The sculpture sat in some dark place between the cultish initiation in the rec reserve car park, the smirking gags in the back row and the repressed angst of Scoutmaster. Speaking of grown-ups playing in a kids’ world, these adult figures in jammies and sleeping bags are about as cute as a double-dare suicide pact after lights out. A sculptural sardonic laugh, the work was an antidote to the dutiful and its absurdity soothed the pragmatic self-betterment that haunts the building. Flippancy keeps self-seriousness on the back foot.

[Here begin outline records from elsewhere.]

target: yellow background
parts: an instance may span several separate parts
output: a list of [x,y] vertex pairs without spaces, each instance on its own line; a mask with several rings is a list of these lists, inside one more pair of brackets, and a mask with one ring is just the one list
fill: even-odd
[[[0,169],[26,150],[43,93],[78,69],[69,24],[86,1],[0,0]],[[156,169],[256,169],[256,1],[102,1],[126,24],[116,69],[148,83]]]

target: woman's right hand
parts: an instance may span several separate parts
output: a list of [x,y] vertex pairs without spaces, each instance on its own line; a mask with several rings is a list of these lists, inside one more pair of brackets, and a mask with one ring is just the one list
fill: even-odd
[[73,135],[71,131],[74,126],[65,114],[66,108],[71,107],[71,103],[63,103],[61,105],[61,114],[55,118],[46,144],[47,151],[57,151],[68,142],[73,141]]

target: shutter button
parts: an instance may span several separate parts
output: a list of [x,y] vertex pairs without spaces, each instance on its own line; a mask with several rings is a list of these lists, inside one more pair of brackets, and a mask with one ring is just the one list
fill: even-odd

The charts, codes, uniforms in the hall at Heathmont look a lot like all the other frameworks we build to face the terror of infinite choice. Laminated and framed on the wall, the Pathway to the Grey Wolf Award (tasks, skills, badges, rules for living) is the most basic of survival mechanisms; a self-imposed cell. We’re all agoraphobes. And handrails and cell bars are made of the same stuff. Painter Charline von Heyl describes ‘breaking the rules where there are none’ as a way of grappling with abstraction. Like a Scout gone rebel, the greatest freedom comes from having a rule to break, which is why the institution makes the best house of horrors.
The big east, 3rd Heathmont Scout Hall, Melbourne, 9 June 2013.